Et si une partie de votre histoire collective quittait la Terre pour s’installer sur la Lune ? En 2027, une capsule pourrait rejoindre notre satellite naturel avec une mission ambitieuse : conserver une trace durable de l’humanité. Entre prouesse technologique, rêve cosmique et débat sociétal, le projet intrigue autant qu’il fascine.
Une capsule lunaire validée par la NASA
Baptisé « Sanctuary on the Moon », ce projet international a été présenté officiellement le 21 mars 2024 à Paris. Son objectif : déposer une capsule temporelle sur la Lune dans le cadre d’une mission du programme CLPS (Commercial Lunar Payload Services) de la NASA, intégré à l’initiative Artemis.

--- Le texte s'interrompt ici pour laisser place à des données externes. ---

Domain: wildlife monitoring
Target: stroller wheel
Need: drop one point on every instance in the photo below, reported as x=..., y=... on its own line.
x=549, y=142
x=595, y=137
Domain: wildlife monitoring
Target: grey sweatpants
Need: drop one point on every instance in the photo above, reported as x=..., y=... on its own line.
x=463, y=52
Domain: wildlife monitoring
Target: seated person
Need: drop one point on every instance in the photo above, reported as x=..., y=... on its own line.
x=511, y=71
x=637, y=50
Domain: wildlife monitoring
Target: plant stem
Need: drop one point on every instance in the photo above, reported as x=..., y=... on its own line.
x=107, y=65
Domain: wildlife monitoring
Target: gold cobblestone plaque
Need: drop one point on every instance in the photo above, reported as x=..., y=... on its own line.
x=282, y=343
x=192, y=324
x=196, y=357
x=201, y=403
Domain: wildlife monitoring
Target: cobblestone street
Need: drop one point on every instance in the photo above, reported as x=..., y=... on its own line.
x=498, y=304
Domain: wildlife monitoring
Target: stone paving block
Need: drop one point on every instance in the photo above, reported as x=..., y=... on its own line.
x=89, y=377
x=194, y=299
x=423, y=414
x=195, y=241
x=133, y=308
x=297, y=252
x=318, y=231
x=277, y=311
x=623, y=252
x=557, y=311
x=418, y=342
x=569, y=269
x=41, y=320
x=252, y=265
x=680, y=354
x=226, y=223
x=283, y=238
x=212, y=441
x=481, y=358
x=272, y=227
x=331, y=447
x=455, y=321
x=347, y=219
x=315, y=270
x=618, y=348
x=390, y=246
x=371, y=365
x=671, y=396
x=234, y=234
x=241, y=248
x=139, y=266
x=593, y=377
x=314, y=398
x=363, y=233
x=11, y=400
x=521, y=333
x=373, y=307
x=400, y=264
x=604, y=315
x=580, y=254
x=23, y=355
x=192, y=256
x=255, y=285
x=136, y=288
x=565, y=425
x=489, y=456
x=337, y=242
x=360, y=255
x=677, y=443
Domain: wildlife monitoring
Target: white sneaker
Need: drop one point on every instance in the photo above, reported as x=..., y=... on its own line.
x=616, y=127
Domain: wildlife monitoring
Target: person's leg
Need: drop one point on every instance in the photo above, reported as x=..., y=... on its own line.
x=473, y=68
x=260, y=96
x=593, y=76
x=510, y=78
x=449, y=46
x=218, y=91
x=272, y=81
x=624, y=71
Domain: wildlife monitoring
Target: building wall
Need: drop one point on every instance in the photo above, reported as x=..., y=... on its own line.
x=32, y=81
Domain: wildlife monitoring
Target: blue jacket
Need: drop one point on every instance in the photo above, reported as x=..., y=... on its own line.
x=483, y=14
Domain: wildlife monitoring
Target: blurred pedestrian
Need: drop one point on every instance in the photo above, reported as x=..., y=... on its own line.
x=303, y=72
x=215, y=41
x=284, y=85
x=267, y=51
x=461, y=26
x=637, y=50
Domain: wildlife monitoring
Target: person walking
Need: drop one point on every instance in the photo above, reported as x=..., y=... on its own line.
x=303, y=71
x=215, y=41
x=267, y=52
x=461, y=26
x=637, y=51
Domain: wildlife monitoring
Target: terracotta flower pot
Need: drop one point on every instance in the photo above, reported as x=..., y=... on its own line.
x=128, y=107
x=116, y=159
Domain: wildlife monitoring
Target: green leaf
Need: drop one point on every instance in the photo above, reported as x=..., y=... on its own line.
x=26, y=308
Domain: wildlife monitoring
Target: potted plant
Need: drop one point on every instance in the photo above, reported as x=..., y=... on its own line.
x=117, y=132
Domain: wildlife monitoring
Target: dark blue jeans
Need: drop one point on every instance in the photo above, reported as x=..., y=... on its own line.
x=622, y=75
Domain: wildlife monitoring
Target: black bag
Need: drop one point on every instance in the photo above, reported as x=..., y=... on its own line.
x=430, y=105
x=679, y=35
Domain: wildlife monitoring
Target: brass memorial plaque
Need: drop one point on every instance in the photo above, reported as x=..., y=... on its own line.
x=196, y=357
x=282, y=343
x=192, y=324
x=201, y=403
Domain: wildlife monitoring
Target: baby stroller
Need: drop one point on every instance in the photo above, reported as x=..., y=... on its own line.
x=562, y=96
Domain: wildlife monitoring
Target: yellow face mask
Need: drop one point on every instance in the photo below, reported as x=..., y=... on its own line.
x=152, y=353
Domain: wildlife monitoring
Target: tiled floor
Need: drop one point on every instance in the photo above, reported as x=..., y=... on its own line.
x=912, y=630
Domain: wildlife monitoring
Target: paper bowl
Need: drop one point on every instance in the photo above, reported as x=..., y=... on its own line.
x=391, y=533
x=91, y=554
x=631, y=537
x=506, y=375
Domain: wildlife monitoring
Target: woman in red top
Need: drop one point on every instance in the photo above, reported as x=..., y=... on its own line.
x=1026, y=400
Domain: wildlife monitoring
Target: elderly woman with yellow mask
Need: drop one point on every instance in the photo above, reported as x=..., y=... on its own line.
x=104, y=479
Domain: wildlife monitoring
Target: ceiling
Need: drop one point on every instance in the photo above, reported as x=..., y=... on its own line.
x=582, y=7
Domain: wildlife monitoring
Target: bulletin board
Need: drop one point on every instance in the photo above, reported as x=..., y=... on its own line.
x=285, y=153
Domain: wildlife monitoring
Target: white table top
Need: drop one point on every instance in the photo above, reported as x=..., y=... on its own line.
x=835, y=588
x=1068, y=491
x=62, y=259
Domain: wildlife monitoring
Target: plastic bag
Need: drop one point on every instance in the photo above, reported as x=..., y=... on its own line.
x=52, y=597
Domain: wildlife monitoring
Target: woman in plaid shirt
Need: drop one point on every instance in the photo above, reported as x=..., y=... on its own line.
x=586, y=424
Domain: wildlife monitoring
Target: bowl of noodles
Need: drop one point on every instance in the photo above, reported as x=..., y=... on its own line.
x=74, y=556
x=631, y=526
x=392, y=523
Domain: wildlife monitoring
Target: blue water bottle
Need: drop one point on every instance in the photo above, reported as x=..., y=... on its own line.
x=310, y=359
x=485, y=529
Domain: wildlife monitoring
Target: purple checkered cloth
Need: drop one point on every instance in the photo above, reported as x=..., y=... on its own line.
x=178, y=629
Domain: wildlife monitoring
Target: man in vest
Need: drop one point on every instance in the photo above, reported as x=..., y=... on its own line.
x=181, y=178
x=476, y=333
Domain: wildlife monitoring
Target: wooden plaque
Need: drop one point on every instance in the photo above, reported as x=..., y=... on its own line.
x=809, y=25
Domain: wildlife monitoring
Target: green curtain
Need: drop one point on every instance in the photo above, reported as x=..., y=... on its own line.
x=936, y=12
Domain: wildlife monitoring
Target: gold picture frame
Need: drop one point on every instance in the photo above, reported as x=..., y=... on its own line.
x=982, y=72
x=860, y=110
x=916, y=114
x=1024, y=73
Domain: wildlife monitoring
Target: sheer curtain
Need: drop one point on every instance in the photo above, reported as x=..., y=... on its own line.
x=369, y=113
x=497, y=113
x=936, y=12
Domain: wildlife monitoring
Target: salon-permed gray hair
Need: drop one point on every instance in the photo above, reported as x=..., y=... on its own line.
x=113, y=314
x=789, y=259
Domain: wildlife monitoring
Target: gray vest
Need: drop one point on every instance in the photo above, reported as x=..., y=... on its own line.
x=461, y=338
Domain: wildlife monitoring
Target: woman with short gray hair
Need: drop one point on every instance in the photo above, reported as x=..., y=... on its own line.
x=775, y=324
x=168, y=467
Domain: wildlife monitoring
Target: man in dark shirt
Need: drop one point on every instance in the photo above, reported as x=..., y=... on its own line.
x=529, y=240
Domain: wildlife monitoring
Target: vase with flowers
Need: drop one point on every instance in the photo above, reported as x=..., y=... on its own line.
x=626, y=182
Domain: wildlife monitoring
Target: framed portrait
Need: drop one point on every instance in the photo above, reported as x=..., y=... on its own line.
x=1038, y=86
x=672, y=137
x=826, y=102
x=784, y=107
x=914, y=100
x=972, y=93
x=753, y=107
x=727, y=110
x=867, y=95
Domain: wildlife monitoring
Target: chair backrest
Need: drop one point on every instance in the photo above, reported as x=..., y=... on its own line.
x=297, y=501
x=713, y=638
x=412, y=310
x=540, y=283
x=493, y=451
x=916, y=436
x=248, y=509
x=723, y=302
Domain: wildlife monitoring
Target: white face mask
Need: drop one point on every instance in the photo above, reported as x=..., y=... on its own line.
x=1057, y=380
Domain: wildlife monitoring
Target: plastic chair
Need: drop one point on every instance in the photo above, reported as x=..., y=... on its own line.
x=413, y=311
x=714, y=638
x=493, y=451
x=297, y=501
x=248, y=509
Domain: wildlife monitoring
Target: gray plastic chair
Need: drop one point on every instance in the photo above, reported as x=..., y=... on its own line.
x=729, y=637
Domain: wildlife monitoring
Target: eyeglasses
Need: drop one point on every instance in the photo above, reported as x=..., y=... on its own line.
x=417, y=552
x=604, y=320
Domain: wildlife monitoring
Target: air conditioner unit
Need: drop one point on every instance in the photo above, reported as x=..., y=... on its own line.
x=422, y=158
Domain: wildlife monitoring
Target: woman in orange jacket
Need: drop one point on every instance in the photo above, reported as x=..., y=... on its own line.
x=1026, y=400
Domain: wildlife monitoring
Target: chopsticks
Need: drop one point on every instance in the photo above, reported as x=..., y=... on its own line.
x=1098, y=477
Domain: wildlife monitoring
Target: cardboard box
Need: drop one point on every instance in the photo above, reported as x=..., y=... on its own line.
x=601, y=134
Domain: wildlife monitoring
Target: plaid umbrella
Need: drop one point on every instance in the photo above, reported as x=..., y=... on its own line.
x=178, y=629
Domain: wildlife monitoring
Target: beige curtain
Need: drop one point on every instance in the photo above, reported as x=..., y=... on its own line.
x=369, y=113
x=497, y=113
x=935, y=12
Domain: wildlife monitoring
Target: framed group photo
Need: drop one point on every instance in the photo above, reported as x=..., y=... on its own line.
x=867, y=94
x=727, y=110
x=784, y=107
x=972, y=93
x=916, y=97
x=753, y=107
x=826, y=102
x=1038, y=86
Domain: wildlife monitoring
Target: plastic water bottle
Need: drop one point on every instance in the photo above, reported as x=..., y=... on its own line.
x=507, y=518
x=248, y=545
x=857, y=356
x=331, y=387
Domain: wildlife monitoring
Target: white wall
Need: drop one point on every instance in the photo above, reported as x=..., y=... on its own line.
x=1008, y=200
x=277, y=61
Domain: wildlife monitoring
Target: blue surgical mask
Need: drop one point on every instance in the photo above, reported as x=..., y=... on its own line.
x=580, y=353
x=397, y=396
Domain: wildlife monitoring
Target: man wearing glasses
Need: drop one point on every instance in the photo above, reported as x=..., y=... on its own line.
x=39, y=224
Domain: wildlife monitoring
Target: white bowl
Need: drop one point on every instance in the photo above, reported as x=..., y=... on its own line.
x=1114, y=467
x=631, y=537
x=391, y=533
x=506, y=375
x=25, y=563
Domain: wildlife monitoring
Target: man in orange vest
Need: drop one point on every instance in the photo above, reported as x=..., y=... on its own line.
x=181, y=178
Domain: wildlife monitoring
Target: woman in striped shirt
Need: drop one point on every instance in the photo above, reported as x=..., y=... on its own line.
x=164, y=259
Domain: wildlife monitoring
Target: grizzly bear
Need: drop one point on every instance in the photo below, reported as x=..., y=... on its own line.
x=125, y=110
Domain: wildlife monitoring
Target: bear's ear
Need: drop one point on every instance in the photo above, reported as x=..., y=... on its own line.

À l’origine de cette idée, l’ingénieur français Benoît Faiveley, entouré d’une équipe pluridisciplinaire mêlant scientifiques, artistes, ingénieurs et historiens. Le projet bénéficie du soutien de l’UNESCO et a été placé sous le haut patronage du président de la République française. L’ambition est claire : envoyer, à l’horizon 2027, des archives capables de résister aux conditions extrêmes du sol lunaire. Car il ne s’agit pas d’un simple geste symbolique. Tout le dispositif a été conçu pour répondre aux exigences techniques imposées pour une mission spatiale. La capsule sera intégrée à une mission encadrée par la NASA, ce qui donne à l’initiative une dimension institutionnelle forte.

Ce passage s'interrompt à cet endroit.